А сейчас наше царское величество пришло обозревать свои вотчины — Великий Новгород, Псков и Ливонскую землю, и мы шлем тебе с милостивым покровительством наше царское повеление и достойные наставления: мы хотим на угодных нам условиях заключить мир, о котором ваш избранный государь Стефан Обатур пишет к нам и присылает своих послов, а ты бы не мешал заключению мира между нами и Стефаном Обатуром, не стремился к пролитию христианской крови и уехал бы со всеми людьми из нашей вотчины, Ливонской земли, а мы всему своему воинству приказали литовских людей не трогать. А если ты так не сделаешь и из Ливонской земли не уйдешь, тогда на тебя падет вина за кровопролитие и за судьбу литовских людей, которые окажутся в Ливонии. А мы не будем вести никаких военных действий с Литовской землей, пока послы от Обатура находятся у нас. А с этой грамотой мы послали к тебе своего воеводу — князя Тимофея Трубецкого, правнука великого князя Ольгерда, у которого твои предки Палемонова рода служили.
Писано в нашей вотчине, из двора нашей боярской державы в городе Пскове в 1577 году, девятого июля".
Замерев, тяжело дыша, глядел Полубенский на грамоту, возвращался к первым строкам, перечитывал, невольно сжимал от злости кулак. Естественно, уходить из Ливонии он не собирался, тем паче после такого ядовитого письма. Уязвленный, он вскоре писал приказы в окрестные замки, дабы были в боевой готовности, затем писал королю, просил помощи. И до самого утра началась великая суета в замке, рассылали вестовых, снаряжали ратных.
На рассвете князь только опомнился, усталость страшная навалилась на него тяжким грузом, и тогда только он осознал, что обречен. Понимал, что гарнизоны в замках слишком малочисленны, что против большого войска царя не выстоять и король явно не поспеет с помощью. Разбитый и разом осунувшийся, он так и сидел со скомканной в руках царской грамотой.

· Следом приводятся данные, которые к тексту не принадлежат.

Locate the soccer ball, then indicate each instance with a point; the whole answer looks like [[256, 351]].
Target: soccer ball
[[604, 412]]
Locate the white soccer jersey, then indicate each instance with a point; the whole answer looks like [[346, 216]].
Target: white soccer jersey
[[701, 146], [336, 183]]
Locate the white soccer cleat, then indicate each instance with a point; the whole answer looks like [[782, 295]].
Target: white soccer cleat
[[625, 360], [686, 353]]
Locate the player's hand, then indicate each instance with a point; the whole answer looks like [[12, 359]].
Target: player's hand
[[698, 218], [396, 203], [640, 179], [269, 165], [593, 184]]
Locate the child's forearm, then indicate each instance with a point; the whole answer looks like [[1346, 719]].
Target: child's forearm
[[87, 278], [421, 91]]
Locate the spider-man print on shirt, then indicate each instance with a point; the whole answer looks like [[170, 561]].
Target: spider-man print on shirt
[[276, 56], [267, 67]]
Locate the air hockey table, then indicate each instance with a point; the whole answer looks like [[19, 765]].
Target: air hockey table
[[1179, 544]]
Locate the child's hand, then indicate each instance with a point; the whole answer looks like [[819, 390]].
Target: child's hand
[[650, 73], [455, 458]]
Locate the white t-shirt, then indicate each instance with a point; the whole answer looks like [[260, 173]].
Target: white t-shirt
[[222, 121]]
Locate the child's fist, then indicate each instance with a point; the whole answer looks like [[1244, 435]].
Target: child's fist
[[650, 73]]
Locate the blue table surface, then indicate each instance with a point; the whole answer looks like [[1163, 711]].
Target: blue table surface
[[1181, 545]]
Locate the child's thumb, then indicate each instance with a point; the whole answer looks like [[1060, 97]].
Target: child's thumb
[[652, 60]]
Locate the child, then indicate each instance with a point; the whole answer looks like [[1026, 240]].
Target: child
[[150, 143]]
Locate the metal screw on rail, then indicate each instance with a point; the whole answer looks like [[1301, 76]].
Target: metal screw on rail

Надлежало отправить в Литву жену и дочь, которые жили здесь вместе с князем, пока занимал он должность вольмарского старосты. Так и не сомкнув глаз, князь переоделся и присоединился к ним за утренней трапезой. Софья Юрьевна Гольшанская, супруга князя, уже сидела за накрытым столом в большой палате. Княгиня, похожая на старую гордую гусыню с длинной морщинистой шеей, сетовала, гладя по головке любимую дочь:
— Этой ночью в замке было так шумно, я никак не могла уснуть! Боялась, что Богдану напугают! Что за страшная суета?
Девочка, еще совсем малышка, счастливо улыбаясь и втайне от матери кривляясь стоявшему в дверях стражнику, даже не подозревала о том бедствии, что ждало их всех, ежели сюда придет русский царь. У князя сжалось сердце, а княгиня не умолкала и теперь жаловалась на князя Андрея Курбского, мужа ее младшей сестры.
— И этот проклятый москаль заставил написать ее завещание, в котором лишал земель и наследства всех ее детей от предыдущих браков! Ну не подлец ли? Я знала, знала, что брак этот добром не окончится! Не зря по всей округе ходят о нем гадостные слухи! Какой гнилой человек! Александр, ты слышишь меня? Ты такой бледный! Что случилось? Ты сам не свой!
— Кое-что произошло этой ночью… Вам нужно уехать в Литву, в наше имение. Сегодня же, — исподлобья взглянув на жену, отвечал Полубенский. Он нехотя жевал мясо, не чувствуя его вкуса. Это известие княгиня встретила с таким же надменным видом, с каким и сидела до этого. Сжала тонкими пальцами белый платок, спрятала руки под столом.
— Скажи, Александр, как скоро я вновь смогу… мы сможем видеть тебя? — И вдруг голос ее дрогнул, задрожал подбородок.
— Ты же все знаешь, — пристально глядя на жену, отвечал князь. Впервые за очень долгое время он увидел в ее гордых глазах слезы — видимо, и она осознала всю опасность происходящего.
Тихо за столом, оба супруга больше не притрагивались к еде. Лишь их маленькая дочь Богдана нетерпеливо ерзала в кресле и, беззаботно улыбаясь, показывала язык неподвижно стоявшему в дверях стражнику.
Под строгим ликом Спаса, изображенным на полотнищах хоругвей, тринадцатого июля государево войско выступило из Пскова. Широко раскинулись полки, ощетинившись стальным лесом копий и бердышей.